Top Gear Rally is a rally game for the Nintendo 64, Game Boy Color and Game Boy Advance. The Game Boy Color version was released under the name Top Gear Pocket, although the European release uses the original name. It features five tracks. It has a feature that allows the user to give their virtual cars custom paint jobs. Although the name stayed the same, the developers changed between consoles. As a result, the games are very different depending on the platform, but they often have similar features such as the paint shop.

Game versions[edit]

Nintendo 64[edit]

On the Nintendo 64, Top Gear Rally features a realistic physics model with functioning suspension. At the time, this was an impressive new gameplay development. Road surfaces, including their imperfections, were accurately modeled to give the player the feeling of actually driving a car.

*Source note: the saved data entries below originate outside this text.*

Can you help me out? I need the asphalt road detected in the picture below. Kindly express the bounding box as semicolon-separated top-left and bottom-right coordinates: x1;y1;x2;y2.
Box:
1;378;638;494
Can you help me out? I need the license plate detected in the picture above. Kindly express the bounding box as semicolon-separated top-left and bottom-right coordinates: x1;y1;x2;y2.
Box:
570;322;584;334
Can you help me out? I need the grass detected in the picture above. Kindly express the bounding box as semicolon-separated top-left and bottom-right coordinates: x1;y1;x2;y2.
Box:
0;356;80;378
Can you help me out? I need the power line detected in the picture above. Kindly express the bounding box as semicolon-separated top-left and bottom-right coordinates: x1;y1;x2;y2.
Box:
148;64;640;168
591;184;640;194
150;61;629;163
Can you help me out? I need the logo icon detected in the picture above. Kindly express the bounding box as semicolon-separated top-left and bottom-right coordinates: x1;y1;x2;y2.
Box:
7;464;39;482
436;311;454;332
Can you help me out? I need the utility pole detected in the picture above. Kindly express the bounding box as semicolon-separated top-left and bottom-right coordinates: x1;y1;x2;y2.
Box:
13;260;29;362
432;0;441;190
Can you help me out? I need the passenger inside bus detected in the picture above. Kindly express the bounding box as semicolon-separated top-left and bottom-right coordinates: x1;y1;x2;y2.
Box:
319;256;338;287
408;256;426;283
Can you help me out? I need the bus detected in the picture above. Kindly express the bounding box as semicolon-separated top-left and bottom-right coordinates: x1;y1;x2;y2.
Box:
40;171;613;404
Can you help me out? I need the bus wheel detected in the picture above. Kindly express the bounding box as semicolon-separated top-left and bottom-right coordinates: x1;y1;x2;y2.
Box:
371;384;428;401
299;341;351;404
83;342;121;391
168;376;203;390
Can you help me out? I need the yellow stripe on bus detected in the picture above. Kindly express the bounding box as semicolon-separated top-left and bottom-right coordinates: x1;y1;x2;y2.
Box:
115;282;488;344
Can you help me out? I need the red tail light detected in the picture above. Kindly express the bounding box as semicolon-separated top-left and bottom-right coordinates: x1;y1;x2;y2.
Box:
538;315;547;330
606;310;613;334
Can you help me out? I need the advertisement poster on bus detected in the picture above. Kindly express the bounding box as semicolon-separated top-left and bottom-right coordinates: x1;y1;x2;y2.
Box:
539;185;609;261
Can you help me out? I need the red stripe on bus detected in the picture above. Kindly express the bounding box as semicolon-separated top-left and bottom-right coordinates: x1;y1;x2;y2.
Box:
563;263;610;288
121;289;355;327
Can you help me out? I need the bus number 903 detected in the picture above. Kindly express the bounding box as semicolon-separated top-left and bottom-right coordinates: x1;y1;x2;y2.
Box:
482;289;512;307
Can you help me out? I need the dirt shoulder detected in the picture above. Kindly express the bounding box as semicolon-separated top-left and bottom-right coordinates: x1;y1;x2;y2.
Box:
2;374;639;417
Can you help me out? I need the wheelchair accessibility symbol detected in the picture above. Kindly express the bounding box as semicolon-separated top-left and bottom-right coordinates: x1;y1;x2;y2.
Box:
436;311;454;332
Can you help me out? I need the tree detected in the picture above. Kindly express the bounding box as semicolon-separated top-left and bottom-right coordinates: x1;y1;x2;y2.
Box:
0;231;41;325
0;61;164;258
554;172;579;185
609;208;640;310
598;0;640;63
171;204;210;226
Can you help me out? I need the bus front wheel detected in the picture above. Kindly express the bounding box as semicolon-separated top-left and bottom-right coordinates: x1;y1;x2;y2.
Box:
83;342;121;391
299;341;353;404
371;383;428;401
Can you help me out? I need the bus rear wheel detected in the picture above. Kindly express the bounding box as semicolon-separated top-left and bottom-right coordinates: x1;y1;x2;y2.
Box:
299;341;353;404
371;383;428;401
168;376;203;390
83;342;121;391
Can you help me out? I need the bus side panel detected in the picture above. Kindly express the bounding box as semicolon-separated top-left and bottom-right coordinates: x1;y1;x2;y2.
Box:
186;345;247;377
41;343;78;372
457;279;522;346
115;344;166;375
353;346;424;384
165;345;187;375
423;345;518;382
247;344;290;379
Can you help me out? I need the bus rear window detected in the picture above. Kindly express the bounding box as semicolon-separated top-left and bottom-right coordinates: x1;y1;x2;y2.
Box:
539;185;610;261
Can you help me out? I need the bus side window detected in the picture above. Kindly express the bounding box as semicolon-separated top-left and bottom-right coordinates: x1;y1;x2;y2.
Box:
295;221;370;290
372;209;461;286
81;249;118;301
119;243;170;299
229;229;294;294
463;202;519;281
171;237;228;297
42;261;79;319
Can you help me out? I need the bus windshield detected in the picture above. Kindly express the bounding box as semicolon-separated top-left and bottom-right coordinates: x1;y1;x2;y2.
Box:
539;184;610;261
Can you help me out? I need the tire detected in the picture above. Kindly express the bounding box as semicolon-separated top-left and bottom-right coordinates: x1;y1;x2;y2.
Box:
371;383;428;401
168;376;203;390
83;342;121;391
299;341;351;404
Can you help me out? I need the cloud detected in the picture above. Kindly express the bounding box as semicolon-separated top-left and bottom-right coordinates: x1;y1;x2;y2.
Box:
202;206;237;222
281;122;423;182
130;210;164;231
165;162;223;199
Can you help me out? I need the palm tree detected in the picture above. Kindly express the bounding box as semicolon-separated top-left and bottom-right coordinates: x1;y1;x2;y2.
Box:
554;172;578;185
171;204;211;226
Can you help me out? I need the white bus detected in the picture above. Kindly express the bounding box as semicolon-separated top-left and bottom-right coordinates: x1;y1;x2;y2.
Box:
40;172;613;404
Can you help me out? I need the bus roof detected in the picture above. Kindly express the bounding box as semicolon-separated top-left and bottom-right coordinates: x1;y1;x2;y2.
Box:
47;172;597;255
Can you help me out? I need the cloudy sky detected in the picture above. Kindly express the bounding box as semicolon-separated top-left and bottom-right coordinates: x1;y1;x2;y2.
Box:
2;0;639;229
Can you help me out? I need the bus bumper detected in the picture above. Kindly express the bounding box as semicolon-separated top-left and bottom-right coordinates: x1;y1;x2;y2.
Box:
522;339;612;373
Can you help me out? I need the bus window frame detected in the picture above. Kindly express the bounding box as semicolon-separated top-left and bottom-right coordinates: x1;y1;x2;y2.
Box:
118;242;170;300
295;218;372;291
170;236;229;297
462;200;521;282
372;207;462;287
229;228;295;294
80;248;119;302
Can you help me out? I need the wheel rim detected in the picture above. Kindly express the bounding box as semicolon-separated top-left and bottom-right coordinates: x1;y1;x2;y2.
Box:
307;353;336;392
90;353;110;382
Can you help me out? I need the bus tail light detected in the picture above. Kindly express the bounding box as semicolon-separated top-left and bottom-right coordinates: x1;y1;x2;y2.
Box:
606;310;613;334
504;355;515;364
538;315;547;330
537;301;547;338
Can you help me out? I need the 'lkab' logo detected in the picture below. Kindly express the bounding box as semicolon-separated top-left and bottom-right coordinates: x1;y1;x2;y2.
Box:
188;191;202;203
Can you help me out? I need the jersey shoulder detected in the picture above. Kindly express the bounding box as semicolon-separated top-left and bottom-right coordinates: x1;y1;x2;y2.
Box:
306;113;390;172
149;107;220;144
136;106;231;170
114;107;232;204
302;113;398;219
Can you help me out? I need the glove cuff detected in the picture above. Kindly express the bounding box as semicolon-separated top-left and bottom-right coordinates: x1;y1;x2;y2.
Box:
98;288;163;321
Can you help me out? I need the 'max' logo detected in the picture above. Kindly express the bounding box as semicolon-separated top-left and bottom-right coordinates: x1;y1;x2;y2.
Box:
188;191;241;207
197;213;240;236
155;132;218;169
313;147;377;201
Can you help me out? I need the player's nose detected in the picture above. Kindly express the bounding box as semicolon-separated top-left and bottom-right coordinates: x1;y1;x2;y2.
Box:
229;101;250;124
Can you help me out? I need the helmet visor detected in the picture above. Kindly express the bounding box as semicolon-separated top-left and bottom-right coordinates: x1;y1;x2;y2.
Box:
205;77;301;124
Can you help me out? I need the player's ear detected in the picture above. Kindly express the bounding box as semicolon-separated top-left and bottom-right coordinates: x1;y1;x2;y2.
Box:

The performance of each vehicle in the game was unique. Not only with respect to engine power, but also areas such as tire grip, suspension stiffness, steering tightness, and between different drive-trains such as front-wheel drive, rear-wheel drive, and four-wheel drive. The game also features the possibility of damaging the vehicles, although the damage does not affect performance.

The game's graphics were considered quite advanced for a home console system, being better than the PlayStation's then-available offerings.[citation needed] Smooth, non-pixelated, texture-mapped surfaces, highly detailed cars, and complex environments were displayed at a generally smooth frame rate. However, the number of on-screen vehicles couldn't exceed three without game speed being impaired.

Because neither Kemco or Boss Games Studios had licenses to use the real car names, the car names are somewhat disguised within the game. One can identify the cars either by looks or by the fact that the disguised names are often reminiscent of the real names.

The game features a soundtrack consisting of music with roots in the trance genre. The electronic XM music was composed by Barry Leitch, who also worked on the prior Top Gear games for the Super NES.

A noted game-play flaw with the Nintendo 64 version of the game is that it is possible for the player to gain an immense advantage over the computer players by riding the rails on the sides of the road in most tracks. The rails don't slow the car down nearly as much as normal cornering or drifting, allowing the player to maintain top speed even through very sharp turns. Boss Games' later N64 title, World Driver Championship, did not have this oversight.


The Japanese and European releases of Top Gear Rally had a different title tune than the North American version. The Japanese and European releases used hardcore dance music while the North American version was more mild and dramatic, produced by Barry Leitch.


Top Gear Rally was also ported to the PC and released in 1999 as Boss Rally.

Game Boy Advance[edit]

The Game Boy Advance version has 3D graphics considered impressive for the system.[1] It was released on October 31, 2003.


The game scored considerably high with critics. Then-popular website Nintendojo gave the game a 9 out of 10, while IGN scored it 8.4 out of 10.